Sadly, this is not always witnessed in our relationships with other believers. All too often, we tend to treat other believers with everything from sinful partiality and favoritism to bitter coldness and censoriousness. Just as there is nothing so heartbreaking in this fallen world as brothers treating one another with disdain or indifference, there is nothing so unfitting as seeing brethren in the church treat one another with loveless indifference.
In The Weight of Glory, C.S. Lewis included a profound meditation on how we should view the weakest believers in the church on account of their adoption into God’s family. He wrote, “The dullest most uninteresting person you can talk to may one day be a creature which, if you saw it now, you would be strongly tempted to worship.” Because of the resurrection glory of Jesus, there is a glory awaiting every son and daughter of God (Rom. 8:19). What we now see when we look at one another is far from what we will see when we behold each other in glory.

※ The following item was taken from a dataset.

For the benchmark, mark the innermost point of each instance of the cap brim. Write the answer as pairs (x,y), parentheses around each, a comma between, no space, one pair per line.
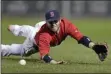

These truths ought to have the greatest impact on our interactions with other believers in this life. What a difference it would make if we would learn to view one another through the lens of our union with our glorified Elder Brother. How many arguments would we avoid if we acted in accord with these truths? How much sinful ambition would we put at bay if we trained ourselves to think this way about one another? How much love and care would we manifest among those in the body if we consistently sought to apply this principle to all of our interactions with all other believers? How much patience and deference would stronger brothers show to weaker brothers if we imbibed this principle? How much mutual prayer would we offer to God for one another if we adopted this mind-set? How often would we ask for and extend forgiveness to one another if we truly believed these things?